Coup de théâtre à la Cour suprême ce dimanche 4 janvier. Alors que l’institution proclamait les résultats définitifs de la présidentielle, le candidat du FRONDEG, arrivé deuxième avec plus de 6 % des suffrages, a créé la surprise en retirant son recours. Dysfonctionnements procéduraux, entraves à l’accès des avocats ou souci de préserver la paix sociale ? Nous avons consulté la lettre de désistement adressée par l’ancien ministre à la haute juridiction. Entre dénonciation d’un « procès inéquitable » et responsabilité républicaine, les dessous d’un retrait qui fait grand bruit. Récit.
C’est une décision qui a pesé lourd dans le dénouement judiciaire du scrutin du 28 décembre 2025. Abdoulaye Yéro Baldé, principal challenger du président élu selon les chiffres définitifs, a choisi de se rétracter. Mais loin d’être un blanc-seing accordé au processus, ce retrait est motivé par des griefs sévères consignés dans une correspondance datée du 3 janvier.
Des entraves dénoncées au siège de la Cour
Dans sa lettre adressée au Premier président de la Cour suprême, le candidat du FRONDEG pointe des « circonstances regrettables ». Il révèle que son équipe de défense a rencontré des difficultés majeures pour accéder simplement au siège de la haute juridiction.
Selon M. Baldé, il a fallu l’intervention personnelle du Bâtonnier de l’Ordre des avocats pour que son recours puisse être déposé. Un dysfonctionnement qu’il juge incompatible avec les standards d’une justice indépendante : « Les conditions minimales d’un procès juste et équitable ne sont plus garanties », assène-t-il dans son courrier.
Le choix du « sacrifice » pour la paix sociale
Au-delà de la bataille juridique qu’il estime biaisée, Abdoulaye Yéro Baldé invoque une raison d’État. Arrivé en deuxième position avec plus de 6 % des voix, le candidat dit avoir privilégié la stabilité des institutions dans un climat post-électoral fragile.

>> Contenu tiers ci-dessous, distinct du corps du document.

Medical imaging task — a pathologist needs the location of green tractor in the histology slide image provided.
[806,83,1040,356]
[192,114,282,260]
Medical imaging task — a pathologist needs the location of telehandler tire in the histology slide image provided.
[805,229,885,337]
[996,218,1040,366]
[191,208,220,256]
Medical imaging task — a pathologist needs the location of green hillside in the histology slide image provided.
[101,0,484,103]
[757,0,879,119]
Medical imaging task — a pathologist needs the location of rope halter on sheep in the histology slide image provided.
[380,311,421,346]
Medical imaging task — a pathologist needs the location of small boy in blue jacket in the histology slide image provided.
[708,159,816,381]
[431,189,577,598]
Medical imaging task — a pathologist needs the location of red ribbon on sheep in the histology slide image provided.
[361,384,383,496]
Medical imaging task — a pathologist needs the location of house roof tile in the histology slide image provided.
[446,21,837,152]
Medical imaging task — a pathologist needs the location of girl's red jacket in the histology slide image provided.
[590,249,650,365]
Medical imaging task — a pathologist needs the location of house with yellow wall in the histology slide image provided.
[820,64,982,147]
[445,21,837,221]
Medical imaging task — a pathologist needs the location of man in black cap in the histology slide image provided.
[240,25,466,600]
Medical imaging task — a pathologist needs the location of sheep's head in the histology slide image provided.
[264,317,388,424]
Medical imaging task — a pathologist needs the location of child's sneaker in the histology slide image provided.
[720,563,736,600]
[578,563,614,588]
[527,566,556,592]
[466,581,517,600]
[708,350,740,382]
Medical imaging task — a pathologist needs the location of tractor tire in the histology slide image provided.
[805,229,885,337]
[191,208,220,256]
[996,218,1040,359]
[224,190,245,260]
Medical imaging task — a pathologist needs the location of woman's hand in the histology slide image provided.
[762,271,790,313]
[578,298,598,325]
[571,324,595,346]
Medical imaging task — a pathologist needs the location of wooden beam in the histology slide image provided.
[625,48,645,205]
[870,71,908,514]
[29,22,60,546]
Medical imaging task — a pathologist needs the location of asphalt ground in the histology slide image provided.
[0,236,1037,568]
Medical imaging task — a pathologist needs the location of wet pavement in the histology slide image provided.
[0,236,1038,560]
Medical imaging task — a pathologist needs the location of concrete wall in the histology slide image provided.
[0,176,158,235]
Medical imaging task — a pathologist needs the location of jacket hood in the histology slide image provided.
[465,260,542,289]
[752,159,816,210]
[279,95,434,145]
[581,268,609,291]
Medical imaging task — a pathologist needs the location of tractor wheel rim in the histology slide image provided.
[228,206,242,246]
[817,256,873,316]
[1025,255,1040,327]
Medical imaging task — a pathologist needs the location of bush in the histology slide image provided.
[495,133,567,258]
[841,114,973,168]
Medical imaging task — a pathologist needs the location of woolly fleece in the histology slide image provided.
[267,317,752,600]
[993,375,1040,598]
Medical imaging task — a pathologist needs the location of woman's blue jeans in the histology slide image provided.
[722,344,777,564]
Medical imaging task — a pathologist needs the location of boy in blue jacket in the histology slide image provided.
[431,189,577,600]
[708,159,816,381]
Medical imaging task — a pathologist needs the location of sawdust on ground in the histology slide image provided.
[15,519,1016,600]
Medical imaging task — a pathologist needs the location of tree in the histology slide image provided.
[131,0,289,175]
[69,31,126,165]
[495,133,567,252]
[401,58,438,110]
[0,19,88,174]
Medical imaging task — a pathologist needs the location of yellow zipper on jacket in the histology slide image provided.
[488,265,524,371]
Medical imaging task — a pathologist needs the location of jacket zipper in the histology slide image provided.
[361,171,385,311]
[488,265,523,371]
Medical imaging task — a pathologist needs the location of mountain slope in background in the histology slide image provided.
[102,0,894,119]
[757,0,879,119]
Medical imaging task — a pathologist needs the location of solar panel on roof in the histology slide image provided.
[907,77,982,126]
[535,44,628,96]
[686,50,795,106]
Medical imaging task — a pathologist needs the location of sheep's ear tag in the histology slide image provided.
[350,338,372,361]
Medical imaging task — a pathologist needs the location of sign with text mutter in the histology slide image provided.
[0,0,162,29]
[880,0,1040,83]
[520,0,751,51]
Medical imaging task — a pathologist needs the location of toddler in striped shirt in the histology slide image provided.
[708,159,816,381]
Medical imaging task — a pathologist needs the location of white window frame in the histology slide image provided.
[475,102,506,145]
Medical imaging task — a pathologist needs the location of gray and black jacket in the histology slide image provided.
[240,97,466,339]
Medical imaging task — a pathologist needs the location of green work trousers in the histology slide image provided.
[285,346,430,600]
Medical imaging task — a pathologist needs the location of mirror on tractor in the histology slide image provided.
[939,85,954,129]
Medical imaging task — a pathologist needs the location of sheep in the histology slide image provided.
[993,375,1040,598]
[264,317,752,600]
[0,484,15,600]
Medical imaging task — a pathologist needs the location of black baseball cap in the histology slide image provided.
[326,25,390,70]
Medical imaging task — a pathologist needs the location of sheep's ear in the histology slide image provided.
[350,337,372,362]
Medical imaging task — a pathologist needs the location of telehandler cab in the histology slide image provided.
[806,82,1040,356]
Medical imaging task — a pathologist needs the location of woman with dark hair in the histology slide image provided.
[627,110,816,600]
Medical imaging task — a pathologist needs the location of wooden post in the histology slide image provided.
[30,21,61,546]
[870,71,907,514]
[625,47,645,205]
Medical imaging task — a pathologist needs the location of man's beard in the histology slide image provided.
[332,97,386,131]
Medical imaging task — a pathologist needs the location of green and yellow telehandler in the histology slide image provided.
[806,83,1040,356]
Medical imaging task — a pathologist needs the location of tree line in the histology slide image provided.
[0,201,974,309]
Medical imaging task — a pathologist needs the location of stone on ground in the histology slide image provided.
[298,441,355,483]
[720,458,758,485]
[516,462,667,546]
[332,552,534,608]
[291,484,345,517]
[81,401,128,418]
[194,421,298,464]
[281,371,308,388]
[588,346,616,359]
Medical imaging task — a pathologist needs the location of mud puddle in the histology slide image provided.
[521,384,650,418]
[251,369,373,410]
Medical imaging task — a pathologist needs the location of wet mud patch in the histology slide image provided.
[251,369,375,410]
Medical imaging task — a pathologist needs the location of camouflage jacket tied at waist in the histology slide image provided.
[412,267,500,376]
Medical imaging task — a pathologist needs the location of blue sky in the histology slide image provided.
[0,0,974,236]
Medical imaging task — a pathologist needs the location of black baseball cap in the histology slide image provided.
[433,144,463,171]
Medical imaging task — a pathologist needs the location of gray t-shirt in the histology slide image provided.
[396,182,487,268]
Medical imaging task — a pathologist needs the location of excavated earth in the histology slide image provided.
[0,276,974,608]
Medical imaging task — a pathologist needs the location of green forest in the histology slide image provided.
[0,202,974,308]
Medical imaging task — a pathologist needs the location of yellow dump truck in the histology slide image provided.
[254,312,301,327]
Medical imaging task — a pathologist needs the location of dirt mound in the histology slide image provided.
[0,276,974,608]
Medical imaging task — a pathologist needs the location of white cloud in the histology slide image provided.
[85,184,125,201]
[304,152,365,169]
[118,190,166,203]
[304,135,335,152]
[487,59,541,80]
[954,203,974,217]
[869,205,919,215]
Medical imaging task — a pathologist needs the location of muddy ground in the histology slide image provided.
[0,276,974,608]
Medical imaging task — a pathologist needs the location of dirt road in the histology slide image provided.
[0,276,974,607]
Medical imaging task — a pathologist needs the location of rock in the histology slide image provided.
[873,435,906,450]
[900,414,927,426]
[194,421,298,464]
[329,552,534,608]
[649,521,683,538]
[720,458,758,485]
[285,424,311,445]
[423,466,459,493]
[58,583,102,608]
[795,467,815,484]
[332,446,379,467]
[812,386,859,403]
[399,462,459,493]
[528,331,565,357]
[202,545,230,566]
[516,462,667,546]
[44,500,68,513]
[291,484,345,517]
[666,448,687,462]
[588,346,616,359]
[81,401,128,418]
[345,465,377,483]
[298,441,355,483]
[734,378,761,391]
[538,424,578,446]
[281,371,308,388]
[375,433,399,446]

- L’argument phare : Ce désistement est présenté comme un acte de responsabilité pour éviter une crispation institutionnelle.
- La mise au point : « Ce désistement ne constitue ni un aveu ni un renoncement », précise-t-il avec fermeté, soulignant que ses convictions restent intactes.
Un retrait stratégique ?
En se retirant avant le délibéré, le leader du FRONDEG évite une probable validation de ses griefs par une Cour qu’il juge déjà « dysfonctionnelle », tout en se drapant dans la posture de l’homme d’État qui refuse de jeter de l’huile sur le feu. Une sortie de crise par le haut qui lui permet de rester le leader de l’opposition dans la future configuration politique guinéenne.